A series of Freedom of Information Requests submitted to ambulance services across Britain show ambulances have been called out 600 times to 14 Amazon warehouses in the last three financial years.
In more than half of those cases, patients were taken to hospital.
During the past three calendar years at Amazon’s Rugeley site, ambulances were called 115 times, including three for women due to pregnancy/maternity and three for major trauma.
At a similar sized supermarket distribution warehouse a few miles away - with fewer workers - there were just eight call outs during the same period.
One woman in late pregnancy complained she was forced to work standing up for her entire shift, while a recent meeting of MP’s into the Gig Economy was recently told by an Amazon worker about a woman who had a miscarriage as a result of the continuous pressure to work and hit targets.
The woman, who asked to remain anonymous, said: "When I found I was pregnant, I asked my manager to be transferred to a different department. I was told I could not be transferred and must continue picking, which involves bending, stretching and moving a heavy cart, and walking miles.
“After a while I told them I could not walk so many miles and I could not pick from low locations. I had a meeting with a safety manager and was also told ‘its not what you want, it is what we decide’.
“My manager told me that most women are working on picking until their maternity leave.
“I know this is true, because I saw ladies with huge bumps picking.”
Mick Rix, GMB National Officer, said: “Companies like Amazon should be treating staff with respect, not treating them like robots.”
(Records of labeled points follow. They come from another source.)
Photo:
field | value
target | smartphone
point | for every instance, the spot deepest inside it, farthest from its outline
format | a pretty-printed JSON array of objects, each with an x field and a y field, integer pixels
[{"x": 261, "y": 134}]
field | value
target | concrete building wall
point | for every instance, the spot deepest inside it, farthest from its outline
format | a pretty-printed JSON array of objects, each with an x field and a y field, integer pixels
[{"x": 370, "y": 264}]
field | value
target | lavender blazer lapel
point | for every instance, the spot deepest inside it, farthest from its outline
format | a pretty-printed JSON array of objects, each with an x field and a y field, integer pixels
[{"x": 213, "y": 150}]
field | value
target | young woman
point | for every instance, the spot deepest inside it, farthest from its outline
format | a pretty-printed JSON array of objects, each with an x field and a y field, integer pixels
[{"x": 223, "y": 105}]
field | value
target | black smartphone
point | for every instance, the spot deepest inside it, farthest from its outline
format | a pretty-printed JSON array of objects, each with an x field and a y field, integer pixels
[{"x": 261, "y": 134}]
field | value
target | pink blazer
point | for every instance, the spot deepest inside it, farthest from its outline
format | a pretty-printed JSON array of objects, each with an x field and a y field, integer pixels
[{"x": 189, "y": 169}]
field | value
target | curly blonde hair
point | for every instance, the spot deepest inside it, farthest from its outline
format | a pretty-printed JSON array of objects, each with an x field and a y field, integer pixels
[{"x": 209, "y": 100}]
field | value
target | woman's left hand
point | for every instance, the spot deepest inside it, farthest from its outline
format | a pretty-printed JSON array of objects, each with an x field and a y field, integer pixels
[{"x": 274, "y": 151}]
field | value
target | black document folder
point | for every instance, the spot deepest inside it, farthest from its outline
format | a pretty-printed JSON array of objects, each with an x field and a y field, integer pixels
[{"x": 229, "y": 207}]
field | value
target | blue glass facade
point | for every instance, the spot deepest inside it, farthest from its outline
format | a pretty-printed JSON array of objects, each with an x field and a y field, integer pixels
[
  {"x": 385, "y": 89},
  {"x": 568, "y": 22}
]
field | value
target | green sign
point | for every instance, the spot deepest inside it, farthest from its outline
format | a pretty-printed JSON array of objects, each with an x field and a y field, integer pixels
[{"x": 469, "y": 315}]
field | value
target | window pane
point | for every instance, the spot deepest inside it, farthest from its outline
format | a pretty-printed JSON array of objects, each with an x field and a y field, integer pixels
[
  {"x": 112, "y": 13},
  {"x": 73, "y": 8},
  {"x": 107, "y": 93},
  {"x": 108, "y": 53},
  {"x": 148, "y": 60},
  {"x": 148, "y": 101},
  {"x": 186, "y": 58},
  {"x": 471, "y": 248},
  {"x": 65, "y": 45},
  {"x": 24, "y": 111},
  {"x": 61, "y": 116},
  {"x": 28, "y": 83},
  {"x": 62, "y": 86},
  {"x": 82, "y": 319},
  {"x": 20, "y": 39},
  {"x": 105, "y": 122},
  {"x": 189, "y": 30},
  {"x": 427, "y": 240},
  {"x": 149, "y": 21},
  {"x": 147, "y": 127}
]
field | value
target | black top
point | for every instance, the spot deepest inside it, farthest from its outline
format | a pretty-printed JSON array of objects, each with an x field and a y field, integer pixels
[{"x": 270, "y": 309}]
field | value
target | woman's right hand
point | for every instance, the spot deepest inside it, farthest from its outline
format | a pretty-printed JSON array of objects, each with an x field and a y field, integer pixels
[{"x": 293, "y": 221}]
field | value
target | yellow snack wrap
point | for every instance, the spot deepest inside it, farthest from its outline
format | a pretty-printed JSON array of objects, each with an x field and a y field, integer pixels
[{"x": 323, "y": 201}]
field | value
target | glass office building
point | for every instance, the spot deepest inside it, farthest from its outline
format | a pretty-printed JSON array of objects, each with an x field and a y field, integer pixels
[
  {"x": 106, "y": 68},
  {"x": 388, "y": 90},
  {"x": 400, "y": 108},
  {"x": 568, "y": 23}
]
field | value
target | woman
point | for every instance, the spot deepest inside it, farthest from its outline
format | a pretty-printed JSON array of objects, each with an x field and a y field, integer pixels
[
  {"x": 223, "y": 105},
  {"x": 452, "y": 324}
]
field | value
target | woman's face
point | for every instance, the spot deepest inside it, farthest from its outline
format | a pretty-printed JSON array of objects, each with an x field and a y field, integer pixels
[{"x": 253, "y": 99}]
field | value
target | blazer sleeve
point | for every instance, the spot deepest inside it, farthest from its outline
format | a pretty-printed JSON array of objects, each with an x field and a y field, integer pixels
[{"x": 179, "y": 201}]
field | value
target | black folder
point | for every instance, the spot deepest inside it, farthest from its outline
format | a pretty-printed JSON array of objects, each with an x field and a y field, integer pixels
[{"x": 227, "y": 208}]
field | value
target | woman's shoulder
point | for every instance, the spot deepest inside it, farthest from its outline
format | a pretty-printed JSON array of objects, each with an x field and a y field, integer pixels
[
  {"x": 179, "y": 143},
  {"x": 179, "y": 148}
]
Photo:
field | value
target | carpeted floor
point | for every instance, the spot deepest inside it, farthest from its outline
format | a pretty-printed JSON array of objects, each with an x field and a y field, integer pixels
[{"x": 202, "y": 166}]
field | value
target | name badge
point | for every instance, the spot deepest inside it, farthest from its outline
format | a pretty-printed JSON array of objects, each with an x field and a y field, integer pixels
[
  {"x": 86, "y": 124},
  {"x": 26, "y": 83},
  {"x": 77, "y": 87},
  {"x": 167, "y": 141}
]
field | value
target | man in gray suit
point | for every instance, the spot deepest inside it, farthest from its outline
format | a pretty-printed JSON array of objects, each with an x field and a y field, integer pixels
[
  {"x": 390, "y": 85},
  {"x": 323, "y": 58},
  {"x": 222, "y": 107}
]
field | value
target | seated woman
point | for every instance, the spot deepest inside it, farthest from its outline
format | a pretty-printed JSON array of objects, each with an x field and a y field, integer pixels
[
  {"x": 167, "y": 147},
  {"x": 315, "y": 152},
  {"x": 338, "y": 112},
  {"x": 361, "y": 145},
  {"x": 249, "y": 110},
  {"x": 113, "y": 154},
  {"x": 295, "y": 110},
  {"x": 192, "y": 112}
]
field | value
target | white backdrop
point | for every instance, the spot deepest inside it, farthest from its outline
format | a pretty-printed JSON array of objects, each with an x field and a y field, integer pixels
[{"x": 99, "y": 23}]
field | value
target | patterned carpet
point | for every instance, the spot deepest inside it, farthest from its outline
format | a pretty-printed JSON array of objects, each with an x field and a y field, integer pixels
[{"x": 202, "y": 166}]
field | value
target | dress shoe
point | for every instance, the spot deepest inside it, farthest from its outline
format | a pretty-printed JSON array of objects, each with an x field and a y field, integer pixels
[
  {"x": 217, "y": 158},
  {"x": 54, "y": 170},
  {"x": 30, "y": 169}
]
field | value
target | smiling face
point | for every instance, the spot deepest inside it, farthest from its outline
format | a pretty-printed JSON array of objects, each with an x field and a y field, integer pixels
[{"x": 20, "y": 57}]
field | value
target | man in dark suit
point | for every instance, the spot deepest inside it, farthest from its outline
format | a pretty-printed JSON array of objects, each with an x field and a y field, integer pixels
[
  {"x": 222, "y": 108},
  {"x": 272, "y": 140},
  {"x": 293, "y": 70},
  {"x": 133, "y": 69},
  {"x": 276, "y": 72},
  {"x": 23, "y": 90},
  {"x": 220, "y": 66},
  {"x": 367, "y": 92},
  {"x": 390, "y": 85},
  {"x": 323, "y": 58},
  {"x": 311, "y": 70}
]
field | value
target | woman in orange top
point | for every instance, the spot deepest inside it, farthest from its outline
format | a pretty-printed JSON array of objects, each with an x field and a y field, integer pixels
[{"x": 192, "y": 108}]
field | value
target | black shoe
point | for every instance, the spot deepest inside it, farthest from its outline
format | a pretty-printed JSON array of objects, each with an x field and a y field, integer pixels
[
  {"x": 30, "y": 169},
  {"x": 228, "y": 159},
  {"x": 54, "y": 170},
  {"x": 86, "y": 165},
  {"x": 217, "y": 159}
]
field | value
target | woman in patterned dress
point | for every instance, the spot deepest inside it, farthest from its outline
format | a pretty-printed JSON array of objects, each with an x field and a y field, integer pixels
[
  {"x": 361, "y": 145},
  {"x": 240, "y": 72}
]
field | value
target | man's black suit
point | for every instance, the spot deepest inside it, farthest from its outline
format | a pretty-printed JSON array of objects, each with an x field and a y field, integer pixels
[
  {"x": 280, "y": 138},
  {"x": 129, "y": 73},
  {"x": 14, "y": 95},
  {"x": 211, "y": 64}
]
Amazon’s response to the main allegation around the union’s freedom of information requests read:
“It’s simply not correct to suggest that we have unsafe working conditions based on this data or on unsubstantiated anecdotes. Requests for ambulance services at our fulfillment centres are predominantly associated with personal health events and are not work related. Nevertheless, ambulance visits at our UK FCs last year was 0.00001 per worked hour, which is dramatically low, and according to the Health and Safety Executive RIDDOR, Amazon has 43% fewer injuries on average than other companies conducting transportation and warehousing activities in the UK. We encourage anyone to come take a tour of our fulfilment centres so they can see for themselves.”